# Hate Speech Detection - Part II: Training a Model

In this notebook we use the general hatespeech dataset we constructed in the previous notebook ([here](https://www.kaggle.com/jessedingley/hatespeech-detection-data)) to build a general hate speech model that predicts if a tweet conveys hate speech or not. For this we use BERT for sequence classification.


# 0. Setup

### Imports

In [1]:
# for gpu use, tensors etc...
import torch

# import tokenizer, model for sequence classification, trainer and training arguments
from transformers import AutoModelForSequenceClassification, AutoTokenizer, Trainer, TrainingArguments

# We need to create Datasets types to pass into the model
from torch.utils.data import Dataset, DataLoader

# for opening csv
import csv

# for computing metrics
from sklearn.metrics import accuracy_score, precision_recall_fscore_support

# for saving model
import os

### Model and Tokenizer setup
We're using the `distilbert-base-uncased` variant of BERT which is smaller and more efficient than regular BERT.

In [2]:
MODEL_NAME = "cardiffnlp/twitter-roberta-base" # Distil BERT is a smaller model with faster execution time

# define model and tokenizer
model = AutoModelForSequenceClassification.from_pretrained(MODEL_NAME, num_labels=2)
tokenizer = AutoTokenizer.from_pretrained(MODEL_NAME, padding_side = "right")

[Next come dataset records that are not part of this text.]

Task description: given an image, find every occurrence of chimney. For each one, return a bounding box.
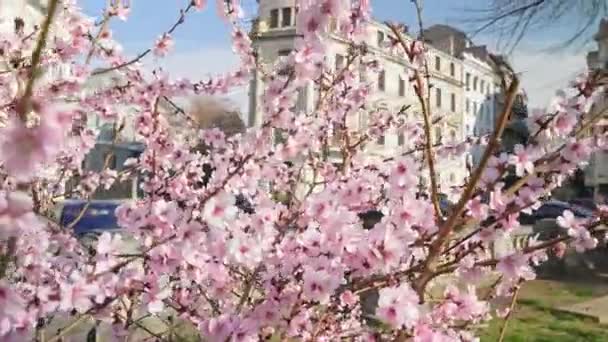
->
[450,35,454,56]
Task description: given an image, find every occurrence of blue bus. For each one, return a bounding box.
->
[58,200,124,237]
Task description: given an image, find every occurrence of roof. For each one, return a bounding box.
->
[424,24,468,40]
[593,18,608,40]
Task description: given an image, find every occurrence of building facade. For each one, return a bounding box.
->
[247,0,508,192]
[584,18,608,202]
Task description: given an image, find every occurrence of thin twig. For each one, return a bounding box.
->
[422,78,519,283]
[498,285,521,342]
[91,1,194,76]
[46,314,89,342]
[20,0,59,120]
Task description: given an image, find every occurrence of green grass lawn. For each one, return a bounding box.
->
[481,280,608,342]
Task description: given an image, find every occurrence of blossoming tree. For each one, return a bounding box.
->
[0,0,608,341]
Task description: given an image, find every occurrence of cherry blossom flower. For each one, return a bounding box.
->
[509,144,536,177]
[203,192,237,228]
[496,252,536,280]
[192,0,207,11]
[376,284,420,328]
[0,114,64,181]
[153,33,173,57]
[302,268,340,303]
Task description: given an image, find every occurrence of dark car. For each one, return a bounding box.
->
[570,198,597,211]
[519,200,593,225]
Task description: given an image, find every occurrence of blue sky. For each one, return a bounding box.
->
[80,0,588,106]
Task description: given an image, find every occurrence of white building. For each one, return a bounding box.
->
[585,18,608,200]
[247,0,508,191]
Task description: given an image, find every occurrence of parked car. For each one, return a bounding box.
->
[570,198,597,211]
[519,200,593,225]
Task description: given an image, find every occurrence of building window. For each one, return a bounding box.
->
[378,135,386,145]
[377,31,384,47]
[435,88,441,108]
[450,93,456,112]
[103,152,118,170]
[435,127,441,143]
[279,49,291,57]
[378,70,386,91]
[329,18,338,32]
[336,55,344,71]
[270,9,279,28]
[281,7,291,27]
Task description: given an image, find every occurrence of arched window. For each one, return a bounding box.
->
[270,8,279,28]
[378,70,386,91]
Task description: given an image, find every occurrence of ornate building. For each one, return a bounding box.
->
[585,18,608,201]
[247,0,508,192]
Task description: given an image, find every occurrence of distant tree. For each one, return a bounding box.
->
[470,0,608,49]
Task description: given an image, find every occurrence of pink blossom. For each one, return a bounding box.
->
[553,112,577,137]
[192,0,207,11]
[0,113,63,181]
[557,210,581,229]
[561,139,591,163]
[302,268,340,303]
[467,197,488,221]
[557,210,598,253]
[509,144,536,177]
[153,33,173,57]
[144,280,171,313]
[59,277,98,313]
[203,192,237,228]
[376,283,420,328]
[496,252,536,280]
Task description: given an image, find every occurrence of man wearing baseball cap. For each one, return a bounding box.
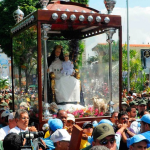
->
[137,99,147,118]
[82,123,116,150]
[140,114,150,147]
[127,134,149,150]
[43,118,63,149]
[0,110,16,140]
[50,129,71,150]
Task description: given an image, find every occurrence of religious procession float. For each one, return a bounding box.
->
[11,0,122,129]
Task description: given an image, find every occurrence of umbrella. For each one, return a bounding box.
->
[29,85,38,88]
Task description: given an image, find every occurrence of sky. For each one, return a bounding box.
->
[87,0,150,55]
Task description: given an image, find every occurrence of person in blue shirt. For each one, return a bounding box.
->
[140,114,150,148]
[43,118,63,150]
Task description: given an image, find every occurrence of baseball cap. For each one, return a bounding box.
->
[132,93,136,96]
[1,110,10,117]
[92,123,115,140]
[98,119,113,126]
[8,112,16,120]
[129,101,138,106]
[67,114,75,122]
[20,102,28,108]
[127,134,149,147]
[92,120,98,127]
[0,102,8,106]
[48,118,63,132]
[26,97,30,102]
[140,114,150,124]
[121,102,128,105]
[138,99,146,105]
[122,97,127,102]
[50,129,71,143]
[82,122,93,129]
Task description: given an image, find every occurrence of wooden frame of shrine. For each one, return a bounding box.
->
[11,1,122,129]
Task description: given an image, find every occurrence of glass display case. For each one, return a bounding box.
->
[11,1,122,128]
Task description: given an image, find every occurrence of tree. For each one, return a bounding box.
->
[122,44,146,92]
[0,79,9,90]
[0,0,40,56]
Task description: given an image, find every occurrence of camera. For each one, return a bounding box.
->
[19,131,47,150]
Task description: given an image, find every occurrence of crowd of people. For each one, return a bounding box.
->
[0,88,150,150]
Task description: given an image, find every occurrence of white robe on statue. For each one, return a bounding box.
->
[49,58,84,112]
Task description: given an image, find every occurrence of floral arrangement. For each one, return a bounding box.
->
[67,105,104,118]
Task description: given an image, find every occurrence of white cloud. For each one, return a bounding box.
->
[113,7,150,44]
[86,7,150,56]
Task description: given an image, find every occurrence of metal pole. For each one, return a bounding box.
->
[149,68,150,87]
[127,0,130,92]
[43,24,51,103]
[44,39,47,103]
[105,28,116,115]
[109,42,112,101]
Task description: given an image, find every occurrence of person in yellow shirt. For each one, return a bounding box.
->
[80,122,93,149]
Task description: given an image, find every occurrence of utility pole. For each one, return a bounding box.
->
[127,0,130,92]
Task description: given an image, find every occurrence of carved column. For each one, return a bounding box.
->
[105,28,116,115]
[42,24,51,103]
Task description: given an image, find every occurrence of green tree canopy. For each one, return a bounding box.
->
[0,0,40,56]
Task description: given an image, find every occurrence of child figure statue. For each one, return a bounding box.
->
[61,53,74,76]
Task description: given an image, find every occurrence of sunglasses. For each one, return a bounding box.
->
[122,118,129,120]
[84,126,93,129]
[99,138,115,145]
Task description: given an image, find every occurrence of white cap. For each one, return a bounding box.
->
[1,110,10,117]
[8,112,15,120]
[67,114,75,122]
[20,102,28,108]
[50,129,71,143]
[121,102,128,105]
[132,93,136,96]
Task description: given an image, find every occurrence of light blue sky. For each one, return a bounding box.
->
[89,0,150,10]
[87,0,150,55]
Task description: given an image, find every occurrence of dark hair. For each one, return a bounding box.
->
[111,111,119,117]
[90,145,109,150]
[47,45,64,67]
[15,109,29,119]
[128,91,133,96]
[118,111,128,120]
[3,133,23,150]
[126,107,131,112]
[142,121,150,127]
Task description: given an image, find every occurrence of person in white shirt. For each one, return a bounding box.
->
[61,53,74,75]
[9,109,37,134]
[0,110,16,141]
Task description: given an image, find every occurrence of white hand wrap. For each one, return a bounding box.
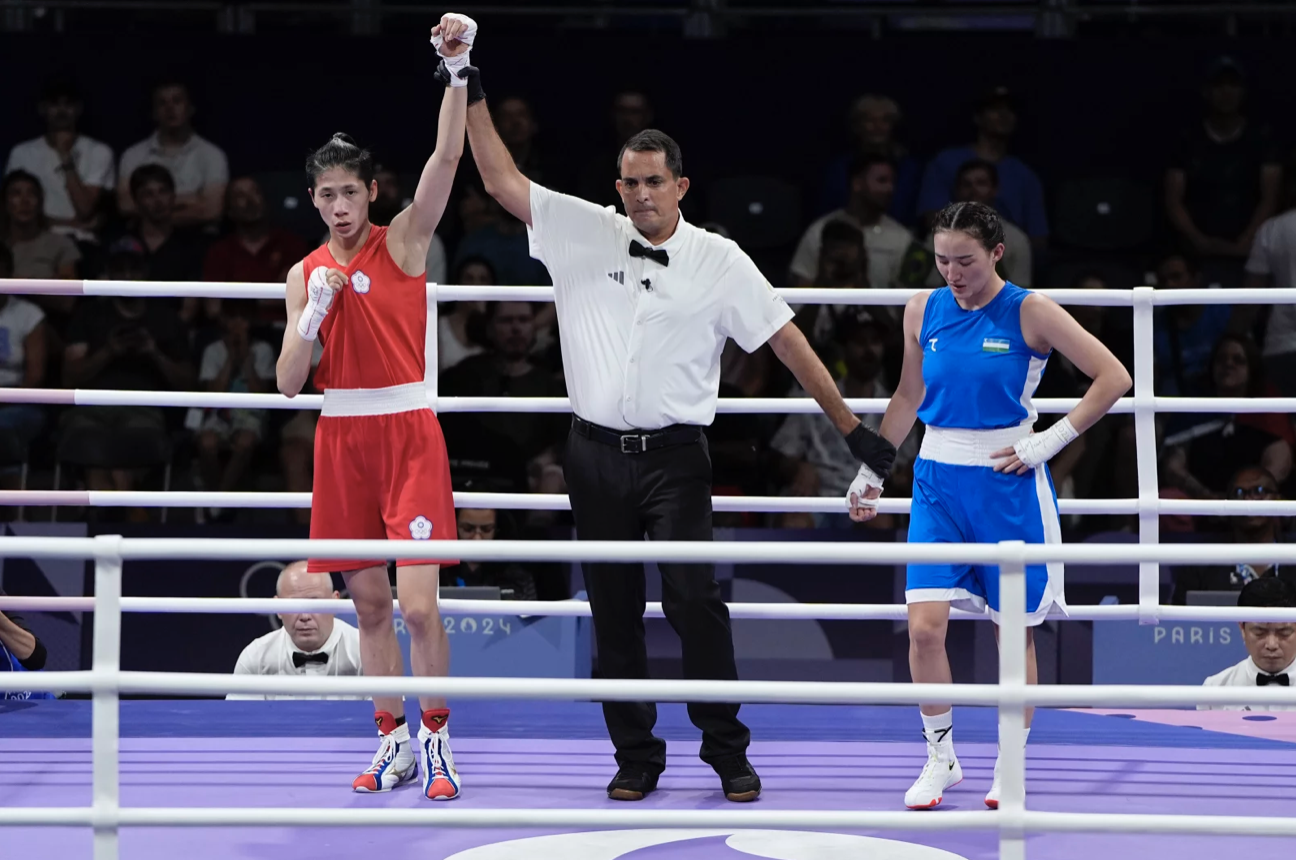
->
[1012,417,1080,469]
[297,266,334,341]
[846,464,883,508]
[432,12,477,87]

Downloading:   0%|          | 0.00/565 [00:00<?, ?B/s]

Downloading:   0%|          | 0.00/501M [00:00<?, ?B/s]

Some weights of the model checkpoint at cardiffnlp/twitter-roberta-base were not used when initializing RobertaForSequenceClassification: ['lm_head.bias', 'lm_head.dense.weight', 'lm_head.dense.bias', 'lm_head.layer_norm.weight', 'lm_head.layer_norm.bias', 'lm_head.decoder.weight', 'lm_head.decoder.bias', 'roberta.pooler.dense.weight', 'roberta.pooler.dense.bias']
- This IS expected if you are initializing RobertaForSequenceClassification from the checkpoint of a model trained on another task or with another architecture (e.g. initializing a BertForSequenceClassification model from a BertForPreTraining model).
- This IS NOT expected if you are initializing RobertaForSequenceClassification from the checkpoint of a model that you expect to be exactly identical (initializing a BertForSequenceClassification model from a BertForSequenceClassification model).
Some weights of RobertaForSequenceClassification were not initialized from the model checkpoint at cardiffnlp/twitter-roberta-base and

Downloading:   0%|          | 0.00/899k [00:00<?, ?B/s]

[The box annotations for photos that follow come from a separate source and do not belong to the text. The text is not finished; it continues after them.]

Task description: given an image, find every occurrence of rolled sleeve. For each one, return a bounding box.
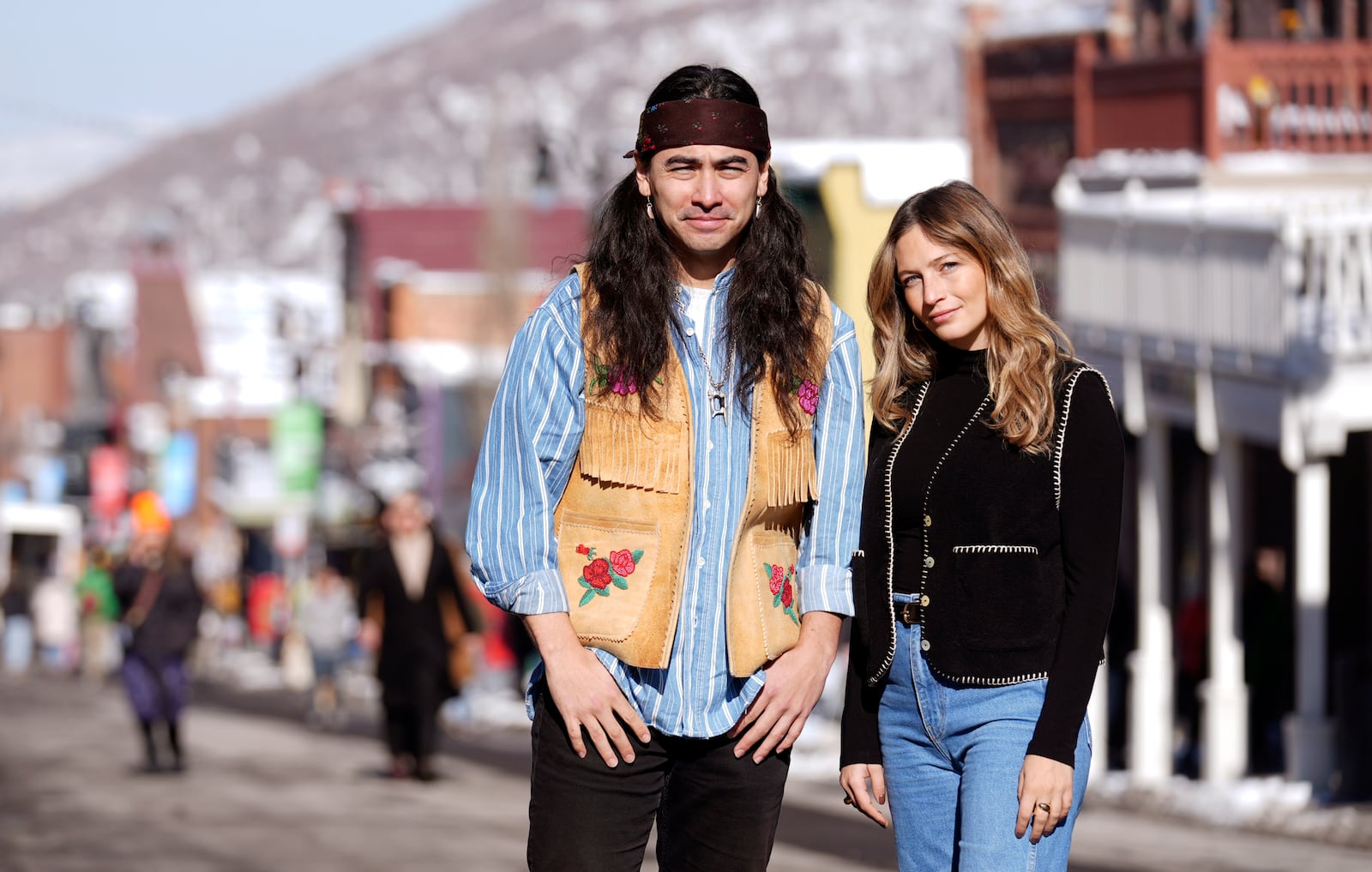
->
[484,569,569,614]
[796,306,866,616]
[796,566,853,616]
[466,274,586,614]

Downloading:   0%|          | 0.00/456k [00:00<?, ?B/s]

### GPU

In [3]:
device = torch.device("cuda" if torch.cuda.is_available() else "cpu")

### Enable wand logging


In [4]:
# if true then use wandb logging
USE_WANDB = False

In [5]:
logging_place = "none"
if USE_WANDB:
    import wandb
    wandb.login()
    %env WANDB_PROJECT=robertatweet
    logging_place = "wandb"
    
print(logging_place)

none


### Hyperparameters

In [6]:
N_EPOCHS = 30

# 1. Data

## 1.1. Retrieve Train and Test Data

### Choose data to work on

In [7]:
# if true then used tweets normalized for Bertweet
BERTWEET = True

In [8]:
# get correct input_data
if BERTWEET:
    input_data = "hatespeech-detection-data-bertweet"
else:
    input_data = "hatespeech-detection-data"

### Open Data

In [9]:
# open train data
with open("../input/"+input_data+"/hatespeech_train.csv", "r", encoding="utf8") as f:
    train_data = [{k: v for k, v in row.items()} for row in csv.DictReader(f, skipinitialspace=True)] 

# open test data
with open("../input/"+input_data+"/hatespeech_test.csv", "r", encoding="utf8") as f:
    test_data = [{k: v for k, v in row.items()} for row in csv.DictReader(f, skipinitialspace=True)] 

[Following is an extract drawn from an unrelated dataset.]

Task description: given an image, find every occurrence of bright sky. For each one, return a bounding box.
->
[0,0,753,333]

## 1.2. Separate Tweets from Labels

In [10]:
train_data_tweets = [row["tweet"] for row in train_data] 
train_data_labels = [int(row["label"]) for row in train_data]

test_data_tweets = [row["tweet"] for row in test_data]
test_data_labels = [int(row["label"]) for row in test_data]

## 1.3. Split Training Data into Train and Validation splits

In [11]:
from sklearn.model_selection import train_test_split

# calculate valiation split size (it needs to represent 15% of all data)
val_split_size = (0.15*(len(train_data)+len(test_data)))/len(train_data)

# split
train_tweets, val_tweets, train_labels, val_labels = train_test_split(train_data_tweets, train_data_labels, test_size=val_split_size)

## 1.4. Tokenize Data
More specifically tokenize tweets.

In [12]:
tokenized_train_tweets = tokenizer(train_tweets, truncation=True, padding=True)
tokenized_val_tweets = tokenizer(val_tweets, truncation=True, padding=True)
tokenized_test_tweets = tokenizer(test_data_tweets, truncation=True, padding=True)

Asking to truncate to max_length but no maximum length is provided and the model has no predefined maximum length. Default to no truncation.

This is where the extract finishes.